Editor’s note: SIU members are encouraged to regularly check the union’s website for the latest union-specific news about the pandemic. There is a prominent COVID-19 section on the home page. Members also may sign up for text alerts by texting the word “join” (without the quotation marks) to 97779.
The American maritime industry seemingly mirrored the nation at large from mid- June to mid-July when it came to combatting the COVID-19 pandemic. The coronavirus surged in numerous states, and it hit home for the union, too.
As of July 14, there had been more than 3.4 million confirmed cases of COVID-19 in the U.S. and more than 138,000 deaths. Worldwide, those figures were more than 13.1 million cases and at least 571,000 deaths.
The vast majority of the SIU-crewed fleet is still operating, as Seafarers live up to their federally designated role as essential workers. But, SIU members from several ships and tugs recently contracted COVID-19, as did at least a couple of crew members from ATBs. New cases were reported aboard the USNS Grumman, whose crew includes members of the SIU Government Services Division.

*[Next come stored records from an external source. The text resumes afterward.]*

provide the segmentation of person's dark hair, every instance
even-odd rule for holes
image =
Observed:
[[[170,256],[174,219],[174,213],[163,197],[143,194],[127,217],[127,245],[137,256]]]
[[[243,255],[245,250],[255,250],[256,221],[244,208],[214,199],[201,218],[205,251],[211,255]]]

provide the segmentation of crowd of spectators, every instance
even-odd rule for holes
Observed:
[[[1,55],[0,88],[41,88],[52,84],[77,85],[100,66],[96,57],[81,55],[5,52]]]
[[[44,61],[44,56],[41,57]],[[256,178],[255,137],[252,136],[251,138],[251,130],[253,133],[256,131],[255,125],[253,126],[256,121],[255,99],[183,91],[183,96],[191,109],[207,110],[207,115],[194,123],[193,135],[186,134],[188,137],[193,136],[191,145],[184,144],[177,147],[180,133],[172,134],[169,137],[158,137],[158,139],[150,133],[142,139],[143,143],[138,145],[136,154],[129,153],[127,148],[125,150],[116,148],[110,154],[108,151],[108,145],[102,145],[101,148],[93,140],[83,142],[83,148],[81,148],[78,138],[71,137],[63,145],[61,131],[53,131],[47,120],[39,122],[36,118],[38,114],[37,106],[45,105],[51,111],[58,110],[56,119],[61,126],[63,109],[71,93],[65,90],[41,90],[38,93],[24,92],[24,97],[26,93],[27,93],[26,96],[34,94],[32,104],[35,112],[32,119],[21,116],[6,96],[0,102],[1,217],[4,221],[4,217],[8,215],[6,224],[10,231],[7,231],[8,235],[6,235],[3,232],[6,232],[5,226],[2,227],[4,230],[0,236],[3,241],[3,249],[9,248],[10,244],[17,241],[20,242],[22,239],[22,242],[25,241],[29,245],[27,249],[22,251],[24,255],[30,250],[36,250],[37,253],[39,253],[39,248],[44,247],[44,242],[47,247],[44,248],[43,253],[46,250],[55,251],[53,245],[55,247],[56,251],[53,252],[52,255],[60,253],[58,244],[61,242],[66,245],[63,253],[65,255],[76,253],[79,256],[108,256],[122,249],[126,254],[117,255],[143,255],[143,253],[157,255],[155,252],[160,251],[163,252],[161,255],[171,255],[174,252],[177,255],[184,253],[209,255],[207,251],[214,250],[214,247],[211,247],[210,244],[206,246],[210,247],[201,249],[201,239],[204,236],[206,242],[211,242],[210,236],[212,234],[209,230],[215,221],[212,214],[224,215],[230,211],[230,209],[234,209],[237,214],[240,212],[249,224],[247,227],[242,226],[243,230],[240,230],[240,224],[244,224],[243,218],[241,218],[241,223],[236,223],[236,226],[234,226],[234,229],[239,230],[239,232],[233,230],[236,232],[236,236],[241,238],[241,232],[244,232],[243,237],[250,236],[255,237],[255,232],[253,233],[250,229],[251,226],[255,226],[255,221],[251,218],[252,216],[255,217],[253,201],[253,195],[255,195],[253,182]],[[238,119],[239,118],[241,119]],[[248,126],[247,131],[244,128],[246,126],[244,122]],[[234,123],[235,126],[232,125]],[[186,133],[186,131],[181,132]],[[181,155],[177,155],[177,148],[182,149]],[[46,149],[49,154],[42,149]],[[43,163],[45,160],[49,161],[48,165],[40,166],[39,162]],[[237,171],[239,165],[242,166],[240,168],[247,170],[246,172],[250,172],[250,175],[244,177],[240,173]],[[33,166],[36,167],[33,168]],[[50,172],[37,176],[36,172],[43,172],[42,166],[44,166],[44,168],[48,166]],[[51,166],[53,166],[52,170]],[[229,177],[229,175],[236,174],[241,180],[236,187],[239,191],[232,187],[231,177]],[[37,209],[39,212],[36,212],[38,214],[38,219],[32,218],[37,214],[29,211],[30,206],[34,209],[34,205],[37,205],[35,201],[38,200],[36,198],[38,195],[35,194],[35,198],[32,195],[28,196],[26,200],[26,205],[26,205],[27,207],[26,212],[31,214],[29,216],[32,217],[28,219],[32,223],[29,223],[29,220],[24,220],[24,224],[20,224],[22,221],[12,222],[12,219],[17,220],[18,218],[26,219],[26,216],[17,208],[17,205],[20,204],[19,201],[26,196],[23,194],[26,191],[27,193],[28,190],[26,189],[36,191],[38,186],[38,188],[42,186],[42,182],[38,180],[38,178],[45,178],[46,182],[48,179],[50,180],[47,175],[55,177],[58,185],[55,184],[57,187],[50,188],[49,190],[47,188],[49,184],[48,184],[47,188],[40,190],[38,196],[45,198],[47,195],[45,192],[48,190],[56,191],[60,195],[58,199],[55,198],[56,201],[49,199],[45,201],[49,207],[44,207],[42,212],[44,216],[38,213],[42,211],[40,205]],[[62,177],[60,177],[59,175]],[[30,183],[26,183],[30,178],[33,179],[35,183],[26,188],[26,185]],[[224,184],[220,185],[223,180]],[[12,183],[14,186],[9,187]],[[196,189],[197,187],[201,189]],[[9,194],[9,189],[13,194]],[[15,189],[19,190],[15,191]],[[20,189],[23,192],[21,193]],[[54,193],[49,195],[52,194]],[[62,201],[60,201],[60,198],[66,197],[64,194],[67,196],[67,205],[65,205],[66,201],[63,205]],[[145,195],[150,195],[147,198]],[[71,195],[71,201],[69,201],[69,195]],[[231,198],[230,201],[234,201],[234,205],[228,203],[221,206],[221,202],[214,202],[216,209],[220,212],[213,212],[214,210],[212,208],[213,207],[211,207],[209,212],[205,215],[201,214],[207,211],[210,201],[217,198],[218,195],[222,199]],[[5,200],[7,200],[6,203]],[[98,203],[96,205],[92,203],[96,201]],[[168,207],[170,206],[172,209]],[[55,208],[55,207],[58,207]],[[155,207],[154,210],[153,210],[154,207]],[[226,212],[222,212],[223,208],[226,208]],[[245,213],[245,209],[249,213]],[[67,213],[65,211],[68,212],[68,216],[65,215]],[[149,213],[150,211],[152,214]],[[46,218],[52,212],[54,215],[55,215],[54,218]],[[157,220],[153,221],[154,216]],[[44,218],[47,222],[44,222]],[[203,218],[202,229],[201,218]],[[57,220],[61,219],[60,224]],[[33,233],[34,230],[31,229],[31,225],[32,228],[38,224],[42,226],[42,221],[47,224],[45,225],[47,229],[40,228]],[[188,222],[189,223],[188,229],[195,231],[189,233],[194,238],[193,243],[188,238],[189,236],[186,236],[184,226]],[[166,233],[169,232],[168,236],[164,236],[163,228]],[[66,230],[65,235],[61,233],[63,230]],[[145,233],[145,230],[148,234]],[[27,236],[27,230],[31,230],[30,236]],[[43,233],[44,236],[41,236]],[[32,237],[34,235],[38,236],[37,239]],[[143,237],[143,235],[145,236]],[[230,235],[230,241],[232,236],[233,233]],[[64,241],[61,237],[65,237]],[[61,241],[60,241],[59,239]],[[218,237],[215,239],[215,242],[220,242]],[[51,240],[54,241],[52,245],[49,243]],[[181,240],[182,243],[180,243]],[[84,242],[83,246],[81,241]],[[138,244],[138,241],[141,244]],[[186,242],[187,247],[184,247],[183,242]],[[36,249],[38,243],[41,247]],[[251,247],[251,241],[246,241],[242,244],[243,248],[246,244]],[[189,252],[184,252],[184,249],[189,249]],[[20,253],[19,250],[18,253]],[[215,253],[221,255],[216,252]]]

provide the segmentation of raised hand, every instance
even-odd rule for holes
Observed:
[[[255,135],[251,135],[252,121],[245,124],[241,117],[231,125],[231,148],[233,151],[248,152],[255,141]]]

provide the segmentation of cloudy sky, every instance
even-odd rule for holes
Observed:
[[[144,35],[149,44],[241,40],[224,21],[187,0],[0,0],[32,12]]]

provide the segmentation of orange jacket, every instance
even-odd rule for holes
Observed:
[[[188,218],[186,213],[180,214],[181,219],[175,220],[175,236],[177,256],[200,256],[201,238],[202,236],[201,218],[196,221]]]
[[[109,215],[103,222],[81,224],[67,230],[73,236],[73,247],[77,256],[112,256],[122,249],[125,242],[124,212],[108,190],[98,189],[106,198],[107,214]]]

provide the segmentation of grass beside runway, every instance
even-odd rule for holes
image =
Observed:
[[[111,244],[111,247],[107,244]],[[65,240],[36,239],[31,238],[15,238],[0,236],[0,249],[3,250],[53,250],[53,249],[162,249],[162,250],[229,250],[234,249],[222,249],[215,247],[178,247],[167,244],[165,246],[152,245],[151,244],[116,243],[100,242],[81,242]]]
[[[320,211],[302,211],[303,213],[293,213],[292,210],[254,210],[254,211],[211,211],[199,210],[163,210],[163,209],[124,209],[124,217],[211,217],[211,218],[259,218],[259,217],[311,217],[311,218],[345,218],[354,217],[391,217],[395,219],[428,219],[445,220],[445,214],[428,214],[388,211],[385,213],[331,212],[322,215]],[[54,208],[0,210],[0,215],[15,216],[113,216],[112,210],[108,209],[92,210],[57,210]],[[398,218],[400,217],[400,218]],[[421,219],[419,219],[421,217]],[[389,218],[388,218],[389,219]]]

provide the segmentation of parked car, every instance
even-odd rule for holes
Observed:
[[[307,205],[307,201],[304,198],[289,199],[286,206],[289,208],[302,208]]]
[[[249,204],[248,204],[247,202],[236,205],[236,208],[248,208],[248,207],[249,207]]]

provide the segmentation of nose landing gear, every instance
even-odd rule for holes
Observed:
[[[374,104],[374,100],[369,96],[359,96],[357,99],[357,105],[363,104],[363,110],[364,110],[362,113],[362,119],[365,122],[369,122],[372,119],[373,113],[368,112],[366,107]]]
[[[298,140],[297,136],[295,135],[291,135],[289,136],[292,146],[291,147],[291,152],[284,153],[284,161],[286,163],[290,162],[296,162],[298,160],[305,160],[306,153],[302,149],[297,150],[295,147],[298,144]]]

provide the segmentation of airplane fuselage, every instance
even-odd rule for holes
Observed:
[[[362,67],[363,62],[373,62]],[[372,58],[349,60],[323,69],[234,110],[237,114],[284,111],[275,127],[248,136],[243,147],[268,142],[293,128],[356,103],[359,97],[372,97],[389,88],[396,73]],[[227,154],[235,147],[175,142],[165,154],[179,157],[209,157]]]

At least two SIU employees and one employee of the SIU-affiliated United Industrial Workers (UIW) were diagnosed with the coronavirus that causes COVID-19.
The uptick in cases caused three hiring halls to close for precautionary reasons within a couple of weeks after they’d reopened June 15. At press time, the halls in Jersey City, New Jersey and Wilmington, California, had again reopened; the hall in Houston was expected to reopen soon. Perhaps the most prominent recent instance of shipboard COVID-19 in the U.S.- flag fleet occurred in late June, aboard the Maersk Idaho. Eleven mariners, including five SIU members, tested positive. One crew member was hospitalized but recovered (see sidebar). Thankfully, the other mariners who tested positive experienced few or no symptoms.
Within the industry, Maersk was hailed for its quick, comprehensive plan to safely vacate the crew, move them to a quarantine facility, professionally clean the vessel, and then bring on a new crew. They worked with the Coast Guard, medical professionals and other authorities to ensure diligence, efficiency and safety. The SIU also worked closely with the crew and company to provide support and to secure additional testing for crews on other American-flag Maersk ships.
Weeks later, all concerned received an unwelcome reminder that even the best plans, no matter how well-executed, cannot ensure total safety from the virus. At least a couple of the replacement crew members tested positive, so the vessel went into a quarantined state at a Florida anchorage.
Despite the challenges, there were positive developments as well. They included a return to work for many Seafarers employed by NY Waterway, which operates passenger ferries between New York and New Jersey. The company’s waterborne operations essentially shut down when those states were at their combined nadir.
Additionally, and following months of intensive preparation, the SIU-affiliated Paul Hall Center for Maritime Training and Education was scheduled to reopen Aug. 1. The school (located in Piney Point, Maryland) initially scheduled several upgrading courses and plans to resume training apprentices in September.
Moreover, most of the hiring halls stayed open without interruption, as members and staff easily adjusted to new safety protocols. Those steps include the by-now-standard face coverings, social distancing, temperature checks, hand sanitizing, and use of protective barriers.
Progress was made with overseas crew changes for American-flag ships as the SIU continued working with other unions, vessel operators, the Maritime Administration and the State Department to facilitate those reliefs. Operators also have chartered two private planes for reliefs in Diego Garcia.
The international maritime community hasn’t always been as fortunate. The International Maritime Organization and International Transport Workers’ Federation are leading the fight on behalf of foreign crews who in many cases have worked for months beyond their scheduled reliefs, mostly due to travel restrictions.
It also has been a busy legislative stretch for U.S. maritime. At press time, floor action was expected on the National Defense Authorization Act, which funds most key commercial maritime government programs. Additionally, Rep. Sean Patrick Maloney (D-New York) and Peter DeFazio (D-Oregon) last month introduced a new bill to provide financial relief for maritime stakeholders who’ve been impacted by the pandemic.
The House is scheduled to adjourn for recess on July 31, while the Senate will depart on Aug. 7. Both chambers are slated to return Sept. 8 before adjourning in early October for the run-up to the November 3 presidential election.